For great cruelty was there ever great remorse? The cases are not many; before the self-condemnation of a dying man and the final scene, friendship may feel it best to draw the veil. Yet one case of this poignant regret is worthy consideration, and shall have relation.

CHAPTER V

A VIVISECTOR'S REMORSE

About the middle of the last century there died in Scotland in the prime of life a physiologist, now almost forgotten, whose fate excited at the time an unusual degree of compassionate interest. Born in 1809, John Reid received his medical degree when but twenty-one years of age. A part of the two years following he spent in Paris, where Magendie was at the height of his notoriety for the ruthless cruelty of his vivisections. What attracted the young man we do not know, but Reid seems to have become greatly interested in physiological problems. Returning to Scotland, he pursued his investigations with all the zeal of youth, and apparently with little or no regard for the animal suffering he caused. For instance, of experiments which he made to prove a certain theory, he tells us:

"I have exposed the trunk of the par vagum in the neck of at least thirty animals, and in all of these the pinching, cutting, and even stretching of the nerve WERE ATTENDED BY INDICATIONS OF SEVERE SUFFERING. It was frequently difficult to separate the nerve from the artery ON ACCOUNT OF THE VIOLENT STRUGGLES OF THE ANIMAL."[1]

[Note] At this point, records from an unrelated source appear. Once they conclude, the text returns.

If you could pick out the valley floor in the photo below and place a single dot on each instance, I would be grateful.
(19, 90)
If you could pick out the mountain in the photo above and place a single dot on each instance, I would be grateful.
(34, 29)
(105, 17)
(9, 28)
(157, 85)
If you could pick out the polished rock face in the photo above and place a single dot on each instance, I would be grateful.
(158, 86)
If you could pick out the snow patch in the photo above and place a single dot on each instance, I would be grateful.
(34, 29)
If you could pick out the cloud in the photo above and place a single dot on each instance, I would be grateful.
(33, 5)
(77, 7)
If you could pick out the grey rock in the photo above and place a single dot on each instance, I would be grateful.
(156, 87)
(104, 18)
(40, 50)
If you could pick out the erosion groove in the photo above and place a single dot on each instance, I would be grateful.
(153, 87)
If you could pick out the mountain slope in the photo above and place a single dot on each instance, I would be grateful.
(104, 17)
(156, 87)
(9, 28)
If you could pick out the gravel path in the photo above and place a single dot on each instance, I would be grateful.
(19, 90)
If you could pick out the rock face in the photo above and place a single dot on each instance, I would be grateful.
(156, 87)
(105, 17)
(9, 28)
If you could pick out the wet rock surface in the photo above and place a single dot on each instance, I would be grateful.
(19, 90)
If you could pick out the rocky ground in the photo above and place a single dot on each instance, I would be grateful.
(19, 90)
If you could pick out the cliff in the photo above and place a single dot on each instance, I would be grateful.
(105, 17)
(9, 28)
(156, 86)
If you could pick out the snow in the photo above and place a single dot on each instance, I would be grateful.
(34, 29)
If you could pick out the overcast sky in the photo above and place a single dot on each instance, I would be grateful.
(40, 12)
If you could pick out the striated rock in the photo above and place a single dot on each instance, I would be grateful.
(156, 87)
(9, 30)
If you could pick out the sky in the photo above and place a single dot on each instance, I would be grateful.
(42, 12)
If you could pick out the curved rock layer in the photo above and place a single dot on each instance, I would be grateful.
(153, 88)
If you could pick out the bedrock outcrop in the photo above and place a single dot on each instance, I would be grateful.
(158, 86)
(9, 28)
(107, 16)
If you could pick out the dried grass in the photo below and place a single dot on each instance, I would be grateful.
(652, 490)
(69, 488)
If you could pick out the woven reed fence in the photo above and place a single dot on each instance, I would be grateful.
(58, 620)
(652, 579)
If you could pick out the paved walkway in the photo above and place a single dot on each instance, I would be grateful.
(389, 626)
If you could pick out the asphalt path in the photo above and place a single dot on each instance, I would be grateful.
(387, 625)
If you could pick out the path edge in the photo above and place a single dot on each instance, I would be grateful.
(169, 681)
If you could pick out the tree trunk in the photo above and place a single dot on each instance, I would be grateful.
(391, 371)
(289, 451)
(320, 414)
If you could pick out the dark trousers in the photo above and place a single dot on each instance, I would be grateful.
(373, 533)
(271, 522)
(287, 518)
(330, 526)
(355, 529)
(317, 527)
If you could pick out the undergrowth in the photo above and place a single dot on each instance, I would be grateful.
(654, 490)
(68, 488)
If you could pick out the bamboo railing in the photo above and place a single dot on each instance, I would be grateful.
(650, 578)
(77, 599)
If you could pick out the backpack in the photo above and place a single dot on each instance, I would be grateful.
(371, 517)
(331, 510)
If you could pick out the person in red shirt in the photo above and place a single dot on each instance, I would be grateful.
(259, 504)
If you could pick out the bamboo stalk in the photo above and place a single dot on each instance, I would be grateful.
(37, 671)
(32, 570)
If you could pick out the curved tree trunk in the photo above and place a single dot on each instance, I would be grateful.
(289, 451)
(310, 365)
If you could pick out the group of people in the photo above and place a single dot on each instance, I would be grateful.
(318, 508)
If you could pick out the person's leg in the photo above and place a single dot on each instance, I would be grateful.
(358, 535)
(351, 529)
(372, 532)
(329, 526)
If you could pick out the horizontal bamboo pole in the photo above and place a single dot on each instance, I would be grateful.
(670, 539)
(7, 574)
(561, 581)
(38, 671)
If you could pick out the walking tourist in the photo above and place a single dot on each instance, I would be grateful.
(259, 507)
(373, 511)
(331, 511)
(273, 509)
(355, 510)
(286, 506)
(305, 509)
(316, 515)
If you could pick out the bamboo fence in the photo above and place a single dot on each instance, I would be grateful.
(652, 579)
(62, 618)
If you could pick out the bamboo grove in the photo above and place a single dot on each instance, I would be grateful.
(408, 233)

[1] "Physiological Researches," by John Reid, p. 92. (In all quotations the italics are the compiler's.)

Regarding the pain inflicted by him in certain other vivisections,
Reid is equally frank in his admissions:

"In repeated experiments upon the laryngeal nerves, we found in all animals operated upon (except two dogs, which appeared CONSIDERABLY EXHAUSTED BY GREAT PREVIOUS SUFFERING) ample ground for dissenting from the statements of Dr. Alcock…. With the exceptions mentioned, VERY SEVERE INDICATIONS OF SUFFERING … ATTENDED THE PINCHING AND CUTTING OF THE NERVE."[1]